I’m not a big fan of holidays. Perhaps it has something to do with not having those big “Soul Food” style celebrations that so many of my friends and classmates had (I’m from a large family on my mother’s side, and my grandmother was actually called Big Mama; but most of the family became Jehovah’s Witnesses and abandoned holiday joy before I was born). I also resent the expectations and materialism of the holidays, Christmas and Valentine’s Day in particular. Both days are so much more about ‘what did I get’ or ‘what did he do for me’ than they are the actual spirit of their respective meanings (okay, we know the latter is really just a Hallmark holiday, but it’s still celebrated under the auspices of ‘all about love’, so you know what I mean).
I started being a hater of Valentine’s Day in high school. I recall motivating my single girlfriends to wear all-black one year and all of us baking sweets for ourselves during another (a much more positive approach, right?); Senior year, I skipped school and hung out in a Starbucks on the other side of town, writing terrible morose poetry. My recollection of my college V-Days is much fuzzier, probably because anything remotely resembling a holiday (such as a day ending in ‘y’) was an occasion to party and drink. But I do remember feeling a little salty that I wasn’t getting whisked off-campus for Ruth’s Chris or some other overpriced dinner on some fellow broke classmate’s credit card.
My first job after college found me working alongside a handful of White women, which means (get your gross generalization meter ready) I was privileged enough to see the FTD man come to my place of work a few times that Valentine’s Day. It seemed like every sister I knew who worked in an office with a lot of White girls had similar observations about watching them come UP on the 14th. I was salty again; had less to do with the lack of whatever bauble or meal or flower these ladies got and was about wanting to feel loved, appreciated. You know the drill.
Some years later, after a fair-to-middlin’ run as an active dater in New York, I get to spend this Valentine’s Day with my super wonderful boyfriend.
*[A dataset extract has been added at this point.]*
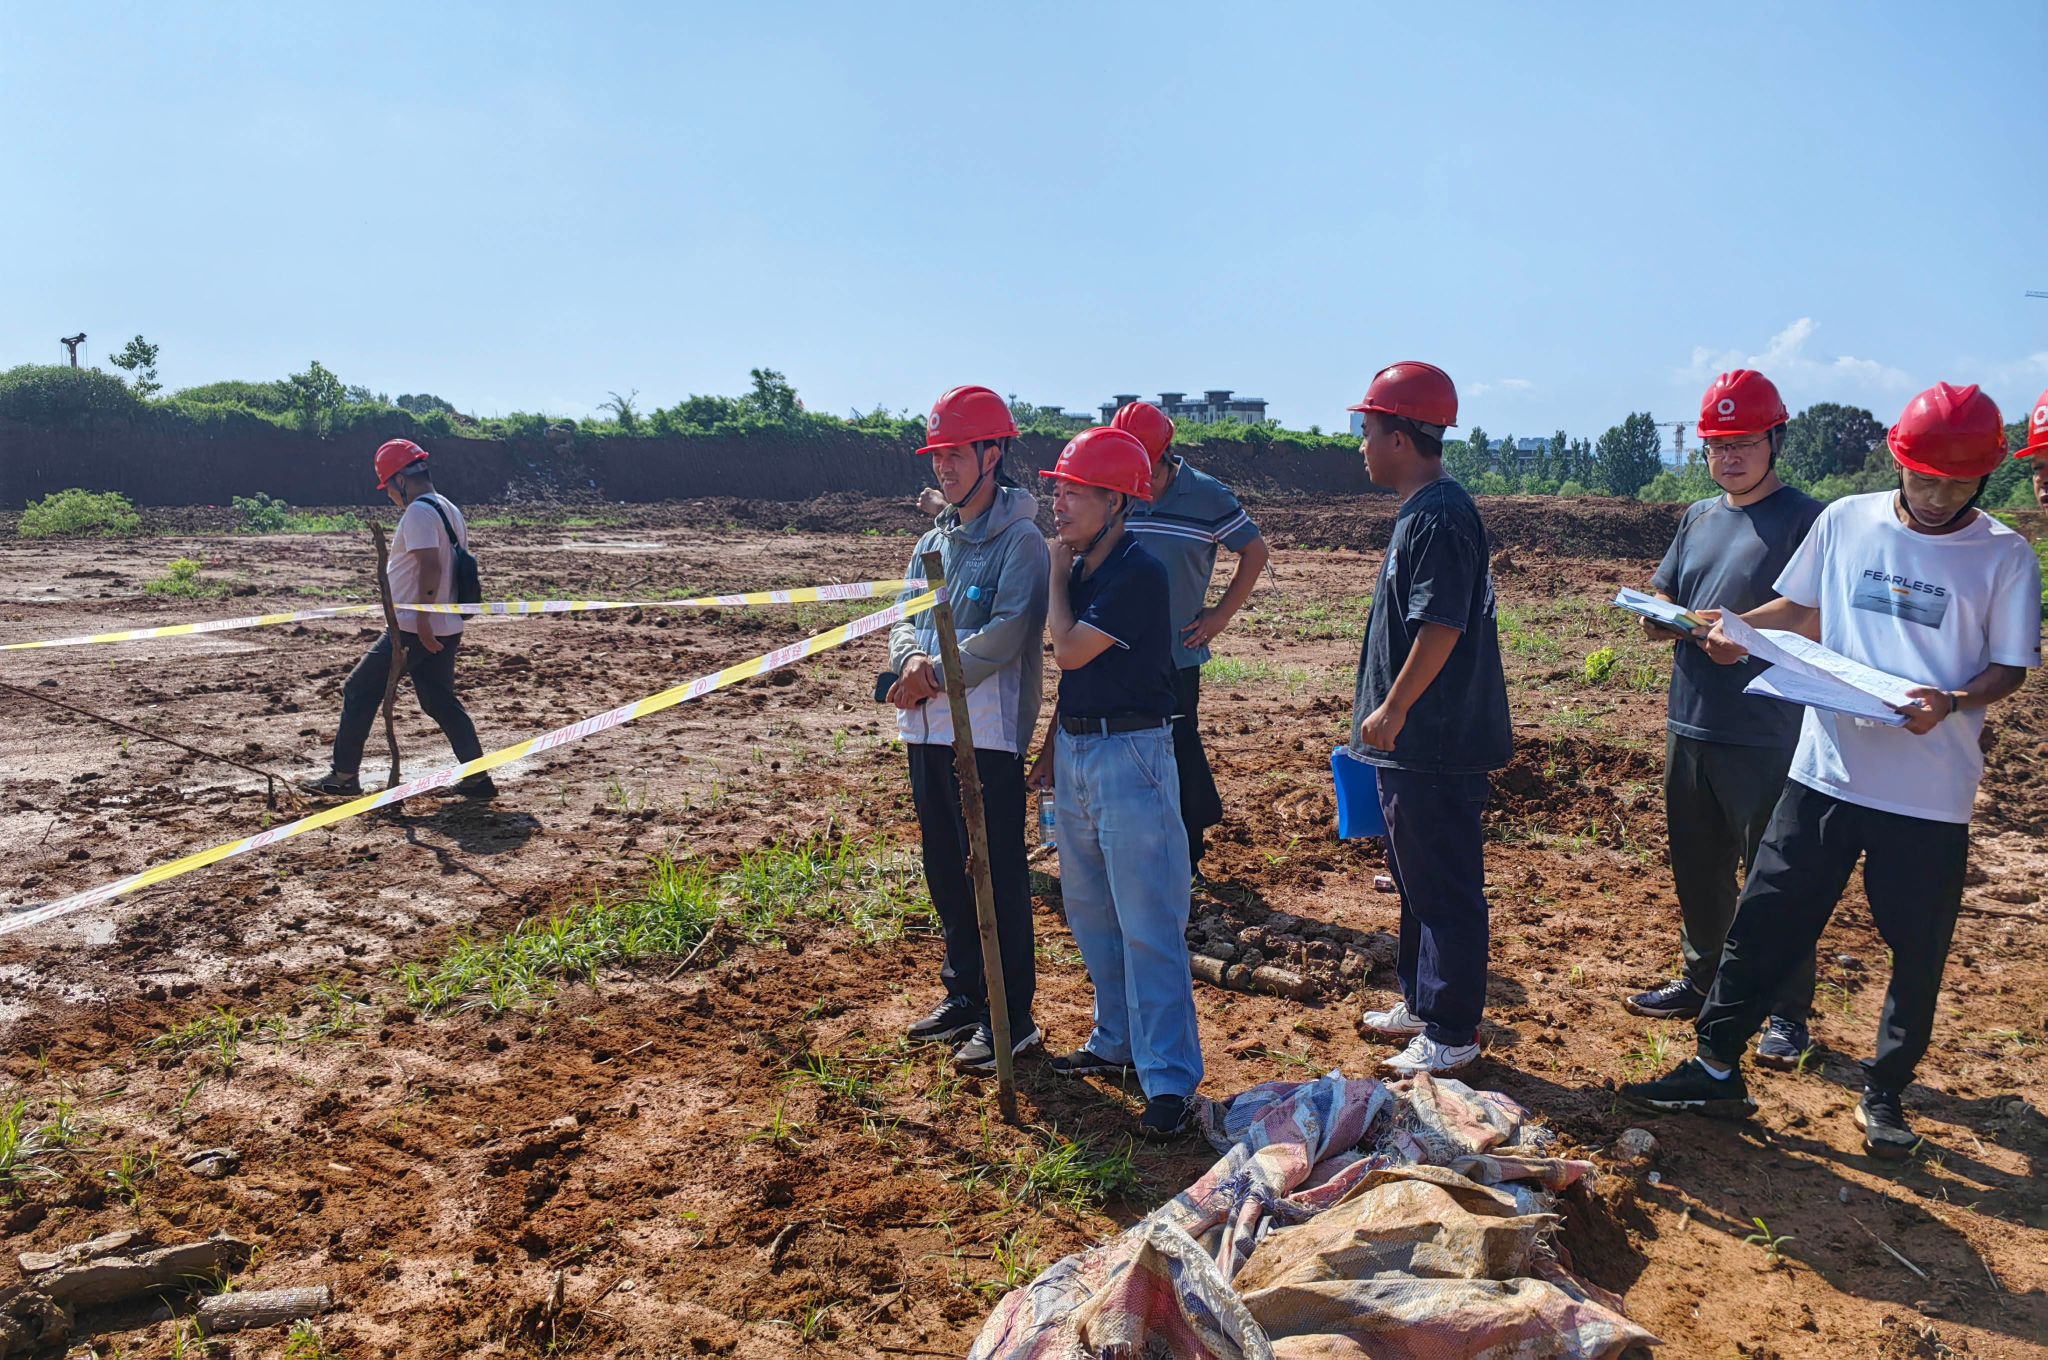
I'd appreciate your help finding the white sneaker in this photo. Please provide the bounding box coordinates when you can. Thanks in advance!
[1358,998,1427,1040]
[1380,1034,1481,1076]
He’s the best thing since sliced bread ‘round these Brooklyn streets and I couldn’t be happier. But something about this damn holiday rubs me the wrong way still. I don’t know if it’s still residual feelings of bitterness from previous years, from watching other folks set to complaining about being lonely or what. In the midst of my excitement that I have an occasion to do something special for my beau (who told me that I needn’t do anything for him, as this is his time to spoil me, but whatever, I can’t WAIT till he opens his gift!) and that he has planned cool stuff for me…I just hate that this day is gonna hurt people. Because it shouldn’t.
I know it sounds easy to say “don’t sweat this silly day” when you know you are gonna be loved on said silly day. But to be honest, it was last year that I had the big “You know what? It’s just a day” revelation. I was single for the winter holidays, which hadn’t been the case the year prior. And it just hit me that these holidays and occasions are what we make them. If we choose joy- as half of a couple, as a solo or as part of a tribe of friends- then joy we shall have. If we decide to mourn the relationships we don’t have or to feel inadequate for being alone, then these days will probably hurt. Hating Valentine’s Day didn’t do anything for my mood and it for damn sure didn’t make me less single. I opted to ignore the love day and keep being my moderately-happy self.
I’m glad to have a Valentine this year, but I’m also grateful to have this person on the 13th and the 15th and hopefully, for the many subsequent days to follow. If I don’t have him (or anyone else) next year, life will surely go on. Don’t get me wrong: having a relationship was and is a priority of mine and it’s something I work hard to maintain. But a holiday is only speck of glitter on something that is already shiny. Treat it the same way regardless of your romantic status. Find something fun to do. Hit a happy hour. Or, just act like it’s any other day. Just don’t let it get you down. It’s hardly worth it.